Medical history part 3 (transplant)

We left the clinic prepared for a long wait, but just a couple of days later I received the call. It was a Saturday evening and I'd gone to bed early because I was so tired, but my parents and Alfie were still up. Chris was called and he came home to look after Alf while we were away. Because we'd already got our bags packed we were soon ready to go. Before we left my mum put a red sheet of card up in her window. This was a prearranged code to let anyone passing know that I'd been called. I was terrified as we set off to drive to the hospital.

I can't remember much of the car journey or my arrival at the hospital, but I clearly remember going down to theatre at about 8am on the morning of Sunday 19th November. The anaesthetist asked if I'd like some music playing, so I went off to sleep to 'Snow' by the Red Hot Chili Peppers.

My memories are patchy during the period I spent in hospital (due to Morphine and lots of other medications I was on, as well as the fact I was very ill for a while) but I can remember some things and my mum kept a diary for me. I was in theatre for 12 hours and then in ICU for 5 days. I was in hospital for 11 weeks in total, and had various complications meaning I had to return to theatre more than 10 times. I had pancreatitis, an infection in my wound, kinks in my new bowel, adhesions... After a small bowel transplant the aim is to reduce the TPN feeds and build up the replacement (NG) enteral feeds, until the TPN can be stopped. I had trouble straight away tolerating the enteral feeds into my stomach, so from TPN I was weaned to NJ (naso jejunal) feeds and then to NG (naso gastric) feeds, which took a while. I had my first night off TPN on January 1st 2007! There were also complications with my fluid balance resulting in me being overloaded with fluid and I had horrible pressure sores from being in bed for so long. And my sleep pattern was messed up, so for many weeks I was having just an hour or two of sleep in 24 hours, making everything seem a lot worse.

Eventually things started going more smoothly and there was a discharge meeting held to arrange getting me home. Before I left hospital I had a final operation to remove my central line, as I was off TPN so didn't need it any more, and it would be an infection risk if it was left in. By this point I'd had loads of operations, but for some reason this time I reacted to the anaesthetic and for a few days I had an awful headache. This was a concern as meningitis was suspected, but the lumbar puncture and all the bloods came back clear, so a reaction to the anaesthetic was assumed. Eventually I was discharged after 11 weeks!

Although I've mentioned many difficulties surrounding my transplant, I did have some good times while in hospital too. I remember one day how I discovered that if a syringe was filled with air and then a cap was attached to the end, you could make the cap shoot through the air by pushing the syringe plunger. I tried this out on the nurses and soon I had 3 nurses creeping under my cubicle window and firing syringe caps at me round the door. I was firing back. That was great fun :D I also met some great people during my stay.

The first few weeks after my transplant I'd been in isolation, having to stay in a cubicle all the time, then I was allowed around the ward and eventually I escaped the hospital and went into the city. However due to the high immuno-suppressant drugs I was on (to stop my body rejecting my new organs), I had to avoid crowds for 6 months. There were also all the new medications to get used to (when I came home I was taking 14 different medications and over 80 tablets a day), my enteral feed had to be specially made up every night and I had an illeostomy. An illeostomy was formed when I had a transplant so my new bowel could be carefully monitored, but I just found it frustrating.

One week after discharge I returned to hospital B for an outpatient appointment.
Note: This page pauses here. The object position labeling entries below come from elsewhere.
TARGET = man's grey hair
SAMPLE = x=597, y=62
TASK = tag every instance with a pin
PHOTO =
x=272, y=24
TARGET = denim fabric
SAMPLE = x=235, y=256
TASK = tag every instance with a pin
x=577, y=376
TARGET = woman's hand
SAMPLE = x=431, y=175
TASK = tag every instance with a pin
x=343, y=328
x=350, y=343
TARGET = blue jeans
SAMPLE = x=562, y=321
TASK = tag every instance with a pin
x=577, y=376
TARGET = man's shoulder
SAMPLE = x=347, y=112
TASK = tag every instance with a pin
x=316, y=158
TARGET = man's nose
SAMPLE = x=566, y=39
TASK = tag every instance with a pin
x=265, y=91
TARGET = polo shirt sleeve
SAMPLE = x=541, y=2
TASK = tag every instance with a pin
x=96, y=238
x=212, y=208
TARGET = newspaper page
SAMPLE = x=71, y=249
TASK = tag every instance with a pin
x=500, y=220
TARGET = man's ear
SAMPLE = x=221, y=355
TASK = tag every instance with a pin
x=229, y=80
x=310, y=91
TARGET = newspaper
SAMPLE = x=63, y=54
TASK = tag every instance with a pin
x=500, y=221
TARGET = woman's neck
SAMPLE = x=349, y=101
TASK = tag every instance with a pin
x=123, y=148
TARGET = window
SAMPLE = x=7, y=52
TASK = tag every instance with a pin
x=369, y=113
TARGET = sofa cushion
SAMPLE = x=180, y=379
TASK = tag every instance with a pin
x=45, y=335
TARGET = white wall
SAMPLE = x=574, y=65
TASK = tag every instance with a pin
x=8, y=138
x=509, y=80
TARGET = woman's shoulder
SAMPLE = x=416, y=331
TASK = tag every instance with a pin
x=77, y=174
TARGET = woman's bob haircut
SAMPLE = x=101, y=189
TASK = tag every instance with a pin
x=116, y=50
I had bloods taken and it was found my liver function tests (LFTs) had risen, so I was readmitted for observation. I had known this was a possibility, so had packed an overnight bag to take to the clinic just in case, but had actually left it at home. So I was totally unprepared. My dad stayed in with me and my mum returned home. She planned to come back the next day with my stuff, but the next day we woke up to very heavy snow (yes, in England in February!), so my mum couldn't get back. But a lovely parent on the ward lent me some night clothes etc, and we bought the essentials. My LFTs were monitored, but it didn't look like I had rejection, so a week later I returned home for good!
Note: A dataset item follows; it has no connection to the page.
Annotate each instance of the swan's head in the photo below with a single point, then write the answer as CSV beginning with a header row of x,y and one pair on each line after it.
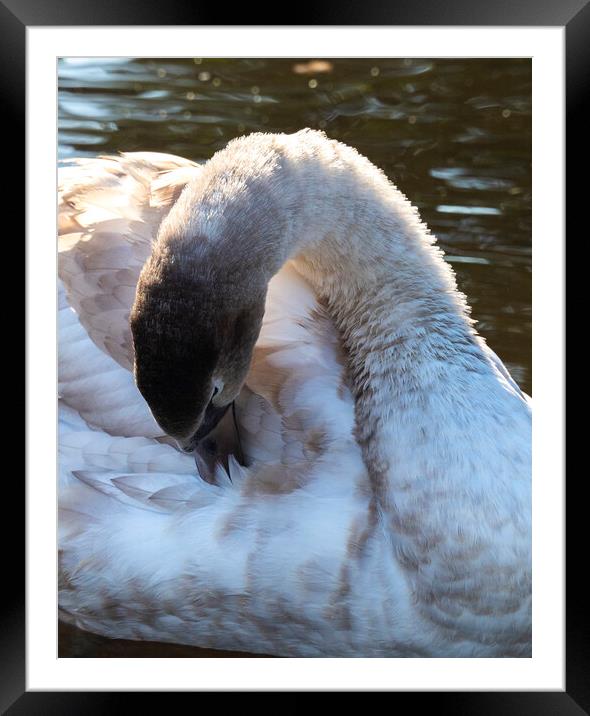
x,y
193,336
For a while after my transplant I had to return for outpatient appointments and inpatient stays (for endoscopies) regularly to monitor me for signs of rejection. I was told that 90% of patients have some degree of reaction in the first 6 months and 98% in the first two years post transplant. But luckily, I've had no rejection at all (and at the time of writing I'm 2 years and 2 months post transplant).